QUESTION: Yes. For 40 years, we’ve seen American secretaries of state and Israeli prime ministers in a similar situation. Despite the prime minister’s optimism, the talks are stalled. The prospect of talks is stalled. And while you’ve said yes without preconditions to talks, so many of your – you’ve said no to a settlement freeze. And I wonder whether that would be open to negotiation.

And Madame Secretary, is the Obama Administration still in favor of a
total freeze? And if not, what’s plan b?

PRIME MINISTER NETANYAHU: Joe, the specific question you asked about the settlements also has to be fully factual. The fact of the matter is that we – I said we would not build new settlements, not expropriate land for addition for the existing settlements, and that we were prepared to adopt a policy of restraint on the existing settlements, but also one that would still enable normal life for the residents who are living there.

Now, there has not been in the last 16 years – not 40 years but 16 years, since the beginning of the peace negotiations between Israel and the Palestinians – any demand every put not on restraint, but on any limitation on settlement activity as a precondition for entering negotiations. This is a new thing. Now, it’s true that you can take a new thing and you can repeat it ad nauseum for a few weeks and a few months, and it becomes something that is obvious and has been there all the time. It’s not been there all the time.

QUESTION: It was there in the first Bush Administration, right?

PRIME MINISTER NETANYAHU: No, there has not been a precondition for entering or continuing with the peace process between us and the Palestinians. There’s not been a demand coming from the Palestinians that said we will not negotiate with you unless you freeze all activity – something that is problematic in so many ways, judicial and in other ways. I won’t get into that. But this is a new demand. It’s a change of policy, the Palestinian policy. And it doesn't do much for peace. It doesn't work to advance negotiations. It actually – this uses a pretext, or at least does something as an obstacle that prevents the reestablishment of negotiations.

Now, mind you, the issue of settlements, the issue of territories, the issue of borders – these will be engaged in the negotiations, and they’ll have to be resolved for a peace agreement to be achieved. But you can’t resolve it in advance of the negotiations, and you certainly shouldn’t pile it on as a precondition.

SECRETARY CLINTON: Well, I would add just for context that what the prime minister is saying is historically accurate. There has never been a precondition. It’s always been an issue within the negotiations. What the prime minister has offered in specifics of a restraint on the policy of settlements, which he has just described – no new starts, for example – is unprecedented in the context of the prior two negotiations. It’s also the fact that for 40 years, presidents of both parties have questioned the legitimacy of settlements.

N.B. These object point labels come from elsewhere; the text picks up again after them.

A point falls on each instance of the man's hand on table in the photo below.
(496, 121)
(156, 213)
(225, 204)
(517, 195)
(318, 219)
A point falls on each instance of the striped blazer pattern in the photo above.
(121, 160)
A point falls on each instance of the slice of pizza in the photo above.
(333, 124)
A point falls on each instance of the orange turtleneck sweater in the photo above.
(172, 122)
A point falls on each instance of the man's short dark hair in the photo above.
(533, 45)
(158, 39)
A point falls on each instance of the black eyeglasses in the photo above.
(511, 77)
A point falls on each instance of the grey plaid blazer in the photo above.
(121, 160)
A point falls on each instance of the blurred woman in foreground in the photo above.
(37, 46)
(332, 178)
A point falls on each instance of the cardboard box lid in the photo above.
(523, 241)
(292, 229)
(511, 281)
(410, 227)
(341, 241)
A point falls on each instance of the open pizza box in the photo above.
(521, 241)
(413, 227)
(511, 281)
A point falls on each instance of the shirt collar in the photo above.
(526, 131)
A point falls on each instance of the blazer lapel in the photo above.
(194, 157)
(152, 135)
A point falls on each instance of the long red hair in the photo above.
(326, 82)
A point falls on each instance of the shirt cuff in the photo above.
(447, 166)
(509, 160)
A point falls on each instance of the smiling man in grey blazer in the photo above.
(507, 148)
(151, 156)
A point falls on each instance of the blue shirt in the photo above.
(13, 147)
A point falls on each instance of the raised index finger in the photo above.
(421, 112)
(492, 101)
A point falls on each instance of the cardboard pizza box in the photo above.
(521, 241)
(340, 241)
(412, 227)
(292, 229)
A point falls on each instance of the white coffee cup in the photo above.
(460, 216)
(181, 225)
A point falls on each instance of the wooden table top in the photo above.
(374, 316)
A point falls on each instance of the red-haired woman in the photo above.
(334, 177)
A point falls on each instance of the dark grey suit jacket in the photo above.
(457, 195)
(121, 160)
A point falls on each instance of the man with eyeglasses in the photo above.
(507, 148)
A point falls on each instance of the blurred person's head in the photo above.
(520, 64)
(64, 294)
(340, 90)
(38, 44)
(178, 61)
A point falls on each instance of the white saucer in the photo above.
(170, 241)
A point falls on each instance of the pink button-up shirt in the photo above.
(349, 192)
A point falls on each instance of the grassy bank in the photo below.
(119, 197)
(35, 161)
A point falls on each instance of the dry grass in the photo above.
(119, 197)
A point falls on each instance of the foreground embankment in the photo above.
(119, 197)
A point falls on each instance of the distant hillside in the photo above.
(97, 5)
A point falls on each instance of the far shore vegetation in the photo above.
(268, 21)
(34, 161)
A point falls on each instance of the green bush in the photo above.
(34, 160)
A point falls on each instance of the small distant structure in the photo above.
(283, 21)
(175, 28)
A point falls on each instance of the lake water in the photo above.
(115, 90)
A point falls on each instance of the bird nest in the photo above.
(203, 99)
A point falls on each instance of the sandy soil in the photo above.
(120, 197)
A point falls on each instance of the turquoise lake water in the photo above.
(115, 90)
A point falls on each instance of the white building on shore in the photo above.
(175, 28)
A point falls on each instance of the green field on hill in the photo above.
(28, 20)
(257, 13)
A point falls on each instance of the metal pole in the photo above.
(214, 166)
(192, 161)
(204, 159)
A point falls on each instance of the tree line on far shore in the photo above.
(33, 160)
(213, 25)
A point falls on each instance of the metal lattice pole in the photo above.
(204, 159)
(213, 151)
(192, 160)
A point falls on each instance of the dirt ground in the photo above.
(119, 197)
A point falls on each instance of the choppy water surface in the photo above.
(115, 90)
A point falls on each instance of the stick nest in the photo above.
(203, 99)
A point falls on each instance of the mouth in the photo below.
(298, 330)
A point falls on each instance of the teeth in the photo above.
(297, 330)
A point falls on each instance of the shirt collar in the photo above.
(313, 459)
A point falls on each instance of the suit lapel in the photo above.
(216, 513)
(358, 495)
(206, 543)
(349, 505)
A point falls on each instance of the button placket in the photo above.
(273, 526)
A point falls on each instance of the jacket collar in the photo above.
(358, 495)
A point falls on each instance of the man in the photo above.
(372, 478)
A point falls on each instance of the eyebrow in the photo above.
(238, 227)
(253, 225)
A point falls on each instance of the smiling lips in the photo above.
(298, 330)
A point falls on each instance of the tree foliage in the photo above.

But I think that where we are right now is to try to get into the negotiations. The prime minister will be able to present his government’s proposal about what they are doing regarding settlements, which I think when fully explained will be seen as being not only unprecedented but in response to many of the concerns that have been expressed. There are always demands made in any negotiation that are not going to be fully realized. I mean, negotiation, by its very definition, is a process of trying to meet the other’s needs while protecting your core interests. And on settlements, there’s never been a precondition, there’s never been such an offer from any Israeli government. And we hope that we’ll be able to move in to the negotiations where all the issues that President Obama mentioned in his speech at the United Nations will be on the table for the parties to begin to resolve.

PRIME MINISTER NETANYAHU: Thank you very much.